El 8 es un número que supera todo cálculo humano. Es el
número de la vida eterna, de la resurrección, de la plenitud de vida y
existencia cristiana. Los baptisterios de la antigüedad, por ejemplo, estaban
edificados sobre planta octogonal. Sirva como ejemplo este verso de san
Ambrosio de Milán elogiando la pila bautismal del baptisterio de santa Tecla de
Milán: “Se ha levantado un templo de ocho
nichos, para santos fines; una fuente bautismal octogonal es un don que le
conviene”. La simbología del 8 llega a su culmen en los relatos de
apariciones de Cristo cuando vienen enmarcados al octavo día como en la aparición
al apóstol Tomás (cf. Jn 20, 26).
Con esta explicación simbólica, quizá un tanto farragosa
dada mi torpeza, quiero decir que solo dejándonos guiar por las inspiraciones
divinas y buscando y cumpliendo la voluntad de Dios nuestra vida cambia
totalmente, entramos en una nueva dimensión espiritual: la dimensión del justo
de la que hemos hablado en homilías anteriores. El hombre nuevo es el que
resurge de las cenizas de su pecado, cual ave Fénix, y por la acción de la
gracia entra en la vida de los hijos de Dios, disfruta de la herencia que
Cristo nos ha ganado. En otras palabras: el hombre experimenta el misterio de
la misericordia en sí mismo en la medida en que no obedece a leyes humanas inicuas
sino que se fía del dato inmutable y eterno que el ofrece la Palabra de Dios.

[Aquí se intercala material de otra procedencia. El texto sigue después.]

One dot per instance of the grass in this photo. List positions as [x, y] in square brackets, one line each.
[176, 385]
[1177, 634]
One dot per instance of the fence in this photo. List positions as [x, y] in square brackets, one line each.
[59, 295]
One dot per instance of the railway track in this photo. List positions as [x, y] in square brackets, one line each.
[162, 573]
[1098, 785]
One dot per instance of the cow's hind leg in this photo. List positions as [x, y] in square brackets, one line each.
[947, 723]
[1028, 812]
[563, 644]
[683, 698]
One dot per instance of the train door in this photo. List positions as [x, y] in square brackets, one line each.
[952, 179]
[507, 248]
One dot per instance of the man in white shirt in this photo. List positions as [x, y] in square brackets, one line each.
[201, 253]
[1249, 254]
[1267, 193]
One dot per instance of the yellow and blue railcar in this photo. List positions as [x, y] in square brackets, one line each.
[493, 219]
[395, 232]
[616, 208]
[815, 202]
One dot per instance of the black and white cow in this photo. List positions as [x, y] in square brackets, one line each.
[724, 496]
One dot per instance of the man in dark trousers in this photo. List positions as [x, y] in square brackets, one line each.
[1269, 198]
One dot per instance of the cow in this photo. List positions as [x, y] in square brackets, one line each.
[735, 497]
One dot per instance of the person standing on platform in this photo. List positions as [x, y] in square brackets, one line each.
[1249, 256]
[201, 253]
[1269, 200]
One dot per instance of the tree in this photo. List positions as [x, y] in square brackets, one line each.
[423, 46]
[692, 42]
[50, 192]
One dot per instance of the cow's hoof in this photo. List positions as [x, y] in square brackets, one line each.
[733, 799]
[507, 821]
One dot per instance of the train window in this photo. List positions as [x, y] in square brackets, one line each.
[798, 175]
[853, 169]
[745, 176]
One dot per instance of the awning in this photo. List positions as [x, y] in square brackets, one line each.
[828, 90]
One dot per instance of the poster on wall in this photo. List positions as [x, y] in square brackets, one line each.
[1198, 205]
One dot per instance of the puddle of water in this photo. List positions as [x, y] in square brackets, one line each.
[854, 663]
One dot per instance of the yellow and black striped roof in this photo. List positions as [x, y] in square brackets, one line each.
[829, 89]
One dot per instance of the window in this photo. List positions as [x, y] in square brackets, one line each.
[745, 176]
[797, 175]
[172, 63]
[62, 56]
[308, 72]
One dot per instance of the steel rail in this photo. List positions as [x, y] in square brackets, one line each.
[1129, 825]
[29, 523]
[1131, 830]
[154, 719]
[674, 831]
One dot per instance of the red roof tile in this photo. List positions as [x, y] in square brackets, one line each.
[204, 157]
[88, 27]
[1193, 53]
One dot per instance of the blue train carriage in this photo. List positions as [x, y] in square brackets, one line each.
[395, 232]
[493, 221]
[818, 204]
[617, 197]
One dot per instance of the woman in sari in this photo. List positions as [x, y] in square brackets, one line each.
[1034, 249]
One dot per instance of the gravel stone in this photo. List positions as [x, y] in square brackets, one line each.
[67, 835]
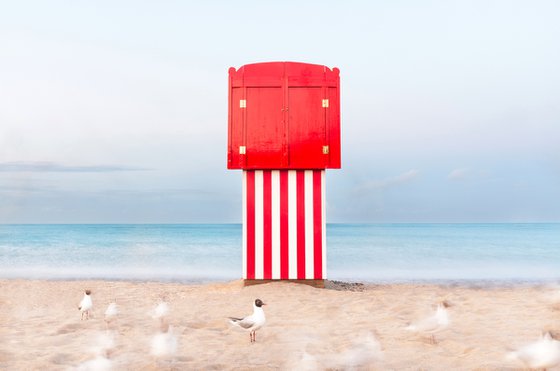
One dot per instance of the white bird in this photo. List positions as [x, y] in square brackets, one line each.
[543, 353]
[253, 322]
[364, 352]
[432, 324]
[102, 348]
[164, 343]
[86, 304]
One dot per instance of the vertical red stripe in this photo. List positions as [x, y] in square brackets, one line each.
[267, 224]
[317, 226]
[284, 251]
[250, 224]
[300, 186]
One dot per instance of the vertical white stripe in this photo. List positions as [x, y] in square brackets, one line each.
[259, 226]
[292, 224]
[309, 271]
[324, 222]
[244, 219]
[275, 210]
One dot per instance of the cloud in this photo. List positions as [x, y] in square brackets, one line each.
[388, 182]
[466, 174]
[52, 167]
[459, 174]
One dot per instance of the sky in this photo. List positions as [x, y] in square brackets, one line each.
[116, 111]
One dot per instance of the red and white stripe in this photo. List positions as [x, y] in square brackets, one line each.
[284, 235]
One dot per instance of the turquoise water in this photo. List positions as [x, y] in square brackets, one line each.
[210, 252]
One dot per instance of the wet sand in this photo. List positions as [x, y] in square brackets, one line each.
[343, 326]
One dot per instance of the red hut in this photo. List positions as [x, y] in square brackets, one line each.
[284, 131]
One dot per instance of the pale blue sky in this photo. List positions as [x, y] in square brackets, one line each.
[116, 111]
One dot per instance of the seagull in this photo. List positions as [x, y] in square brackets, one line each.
[164, 343]
[253, 322]
[433, 324]
[365, 351]
[86, 304]
[543, 353]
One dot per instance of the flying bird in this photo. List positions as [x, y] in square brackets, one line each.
[432, 324]
[541, 354]
[253, 322]
[86, 304]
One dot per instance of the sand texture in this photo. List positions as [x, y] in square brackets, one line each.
[340, 327]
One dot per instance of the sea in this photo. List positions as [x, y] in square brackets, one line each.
[369, 253]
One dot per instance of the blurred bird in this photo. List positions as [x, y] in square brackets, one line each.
[432, 324]
[164, 343]
[102, 347]
[365, 351]
[86, 304]
[541, 354]
[253, 322]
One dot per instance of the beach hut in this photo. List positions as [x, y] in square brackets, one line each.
[283, 132]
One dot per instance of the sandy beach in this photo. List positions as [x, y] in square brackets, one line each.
[339, 327]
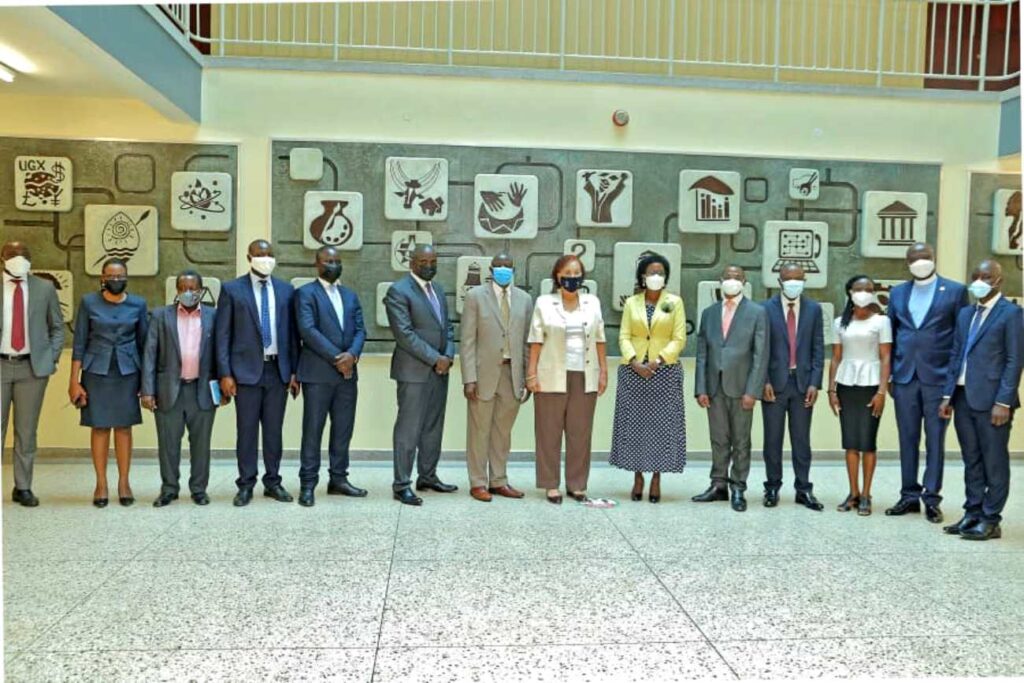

En este sentido, san Pablo en su carta a los Corintios
nos indica cuál es (o quién es) la sabiduría de Dios: que no es un misterio
abstracto, que no es ningún tipo de gnosis, que no es un concepto puramente
nominal y sin base real; sino al contrario: el mismo Señor crucificado, el
Señor de la gloria. Ése es nuestra sabiduría. Y nos ha sabido dado a conocer (revelado)
por medio del Espíritu Santo que habita en nuestros corazones. El Espíritu que
nos hace hermanos en Cristo y que nos hace hijos en el Hijo.
Y esto, queridos hermanos, comporta un riesgo para
nosotros, pero ¿qué es la vida cristiana sino un don y una tarea de alto riesgo?
Y el riesgo está en que seguimos el destino y los pasos de un crucificado, de
aquel Maestro, Señor y Mesías que no vino a abolir la ley sino a darle
cumplimiento, como hemos escuchado en el Evangelio de hoy.
Cristo ha llevado con su vida y su predicación la ley al
octavo día, es decir, a su perfección: no ha presentado ninguna dicotomía entre
culto y compromiso social, como hoy algunos pretenden; no ha venido a regalarle
los oídos a nadie, como hoy algunos quieren. Cristo ha mantenido el dato
tradicional del Antiguo Testamento dándole un sentido profundo y verdadero:
recuperar la voluntad originaria de Dios.
Ante la corrupción moral a la que habían llegado los
diversos grupos y sectas religiosas judías en la interpretación de la ley,
Cristo quiere volver al sentido primero del plan de Dios. ¿No nos faltará a
nosotros arrojo en la predicación? ¿No estaremos nosotros más pendientes de agradar
al mundo que de predicar y vivir en la verdad? ¿No tendremos nosotros, como
aquellos, esa extraña y seductora tentación de adaptar la verdad del Evangelio
a los criterios del mundo? ¿No se estará infiltrando en nosotros el espíritu de
mundanidad tan criticado por el papa Francisco?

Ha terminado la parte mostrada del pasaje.